Ao contrário da afirmação do senso comum de que os alunos oriundos de escolas públicas ingressam menos em instituições públicas de ensino superior, dados levantados pela V Pesquisa do Perfil Socioeconômico e Cultural dos Estudantes de Graduação das Universidades Federais, realizada pelo Fórum Nacional de Pró-reitores de Assuntos Estudantis (Fonaprace) da Associação Nacional dos Dirigentes das Instituições Federais de Ensino Superior (Andifes) apontam que 60,4% dos alunos da Universidade Federal de Juiz de Fora (UFJF) são oriundos da escola pública.

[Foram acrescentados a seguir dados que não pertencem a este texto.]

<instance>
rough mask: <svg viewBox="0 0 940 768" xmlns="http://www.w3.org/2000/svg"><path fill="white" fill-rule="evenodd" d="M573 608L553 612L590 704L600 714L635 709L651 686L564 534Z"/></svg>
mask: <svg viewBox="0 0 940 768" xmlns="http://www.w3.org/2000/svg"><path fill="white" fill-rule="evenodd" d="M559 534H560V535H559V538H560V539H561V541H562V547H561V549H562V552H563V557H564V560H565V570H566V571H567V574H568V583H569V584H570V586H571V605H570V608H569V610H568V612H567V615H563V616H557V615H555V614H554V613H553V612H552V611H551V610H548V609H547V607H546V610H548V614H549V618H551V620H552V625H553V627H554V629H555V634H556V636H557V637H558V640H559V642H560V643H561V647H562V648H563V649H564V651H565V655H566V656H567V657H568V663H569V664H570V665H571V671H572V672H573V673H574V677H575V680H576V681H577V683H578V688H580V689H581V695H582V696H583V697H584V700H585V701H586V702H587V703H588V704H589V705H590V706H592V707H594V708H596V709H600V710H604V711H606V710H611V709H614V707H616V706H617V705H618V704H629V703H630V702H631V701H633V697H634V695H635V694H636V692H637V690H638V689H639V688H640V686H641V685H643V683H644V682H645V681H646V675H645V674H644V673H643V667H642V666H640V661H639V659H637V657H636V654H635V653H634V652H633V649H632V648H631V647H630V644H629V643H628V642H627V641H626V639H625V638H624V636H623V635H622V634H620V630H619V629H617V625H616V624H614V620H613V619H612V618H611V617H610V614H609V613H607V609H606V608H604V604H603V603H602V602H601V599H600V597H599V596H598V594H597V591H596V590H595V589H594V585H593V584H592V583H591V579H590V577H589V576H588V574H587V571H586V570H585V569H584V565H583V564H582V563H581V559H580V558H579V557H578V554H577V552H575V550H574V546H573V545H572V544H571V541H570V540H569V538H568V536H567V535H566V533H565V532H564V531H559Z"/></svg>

A pesquisa, desenvolvida no primeiro semestre de 2018, ainda indica que 32,1% dos estudantes vêm da escola particular e 7,5% também provêm da escola particular, mas estudando com bolsa. As informações sobre os alunos e alunas da UFJF foram divulgadas no último dia 16, em entrevista coletiva.
O estudante do 8º período de Jornalismo na Faculdade de Comunicação (Facom), Pedro Martins, estudou a vida toda em escola pública. Segundo o jovem, ter conseguido ingressar na UFJF representou uma mudança de paradigma em sua estrutura familiar. “Para mim, é uma grande conquista ter conseguido entrar em uma universidade pública. Sendo pobre e negro, o sistema está andando contra mim constantemente. Como sou o primeiro da minha família a entrar numa universidade pública, essa conquista não é apenas minha. Tenho toda uma carga de histórias e sonhos dos meus pais que não puderam estudar numa instituição como esta e que veem em mim as chances e as oportunidades que não tiveram”, relata.
Algo parecido acontece com o aluno do 7º período de Direito, Gabriel Almeida Nunes. Oriundo de Francisco Beltrão, no interior do Paraná, o estudante conta que a qualidade do ensino público oferecido pelas escolas fundamentais e secundárias do estado era bastante deficitária e que o sistema de cotas foi decisivo para seu ingresso num dos cursos mais concorridos da UFJF. “Meus avós não tinham ensino superior; parte da família, que é da geração dos meus pais, conseguiu fazer, mas só depois de já ter emprego estável. Agora, nessa minha geração, todos os primos estão se formando, o que é um bom avanço. Só entrei por causa da cota de colégio público; é algo que todo mundo valoriza muito.”
Metade dos estudantes é cotista
A reserva de vagas para estudantes de escola pública é realidade e o percentual de alunos que ingressaram por meio de cotas atesta o sucesso da política que, na UFJF, começou em 2006. Do total de graduandos, 50,4% ingressaram por meio de cotas e 49,6% pela ampla concorrência, o que reflete a reserva de metade das vagas para alunos da escola pública.
“Esse dado mostra que apesar de a reserva de vagas não abranger alunos que estudam em escola particular com bolsa, depois que eles entram, há demanda por políticas inclusivas na permanência, que são muito relevantes para a Universidade. A maior presença de alunos das escolas públicas é também um desafio para que a Universidade amplie seu diálogo com a comunidade escolar, de forma que ela reforce a defesa da universidade”, argumenta o pró-reitor adjunto de Graduação, Cassiano Caon Amorim.
Para o estudante do 6º período de Odontologia, Raphael Tavares, que cursou todo o ensino médio no Instituto Federal do Sudeste de Minas Gerais (IF Sudeste), as políticas afirmativas mostraram-se decisivas para a universalização do acesso ao Ensino Superior experimentada no Brasil nos últimos anos. “As cotas são fundamentais para que o acesso à universidade seja mais semeado e garantido a um maior público, suprindo essas diferenças de ensino quando comparamos uma escola particular e uma escola pública.”
Além do histórico escolar, a pesquisa traz conjuntos de informações sobre os universitários relativas ao perfil básico, moradia, origem familiar, trabalho, renda, vida acadêmica, atividades culturais, saúde e qualidade de vida, além de levantamento sobre dificuldades estudantis e educacionais. Os dados revelam a composição social das instituições federais de ensino superior e como o perfil universitário se aproxima das características sociodemográficas da população brasileira, nos aspectos da renda, cor ou raça e sexo.
A pesquisa nacional ocorreu em 63 universidade federais e dois centros federais de educação tecnológica (Cefet) em todos os estados. Os dados foram coletados entre fevereiro e junho de 2018, a partir de uma amostra de 35,34% do total de 1.200.300 estudantes matriculados em cursos presenciais naquele período. Os questionários foram aplicados diretamente aos alunos, via internet, com identificação por login e senha, garantindo que cada estudante responderia apenas uma vez. Na UFJF, foram validadas 3.344 respostas, representando 18,746% do total de 17.838 estudantes no período.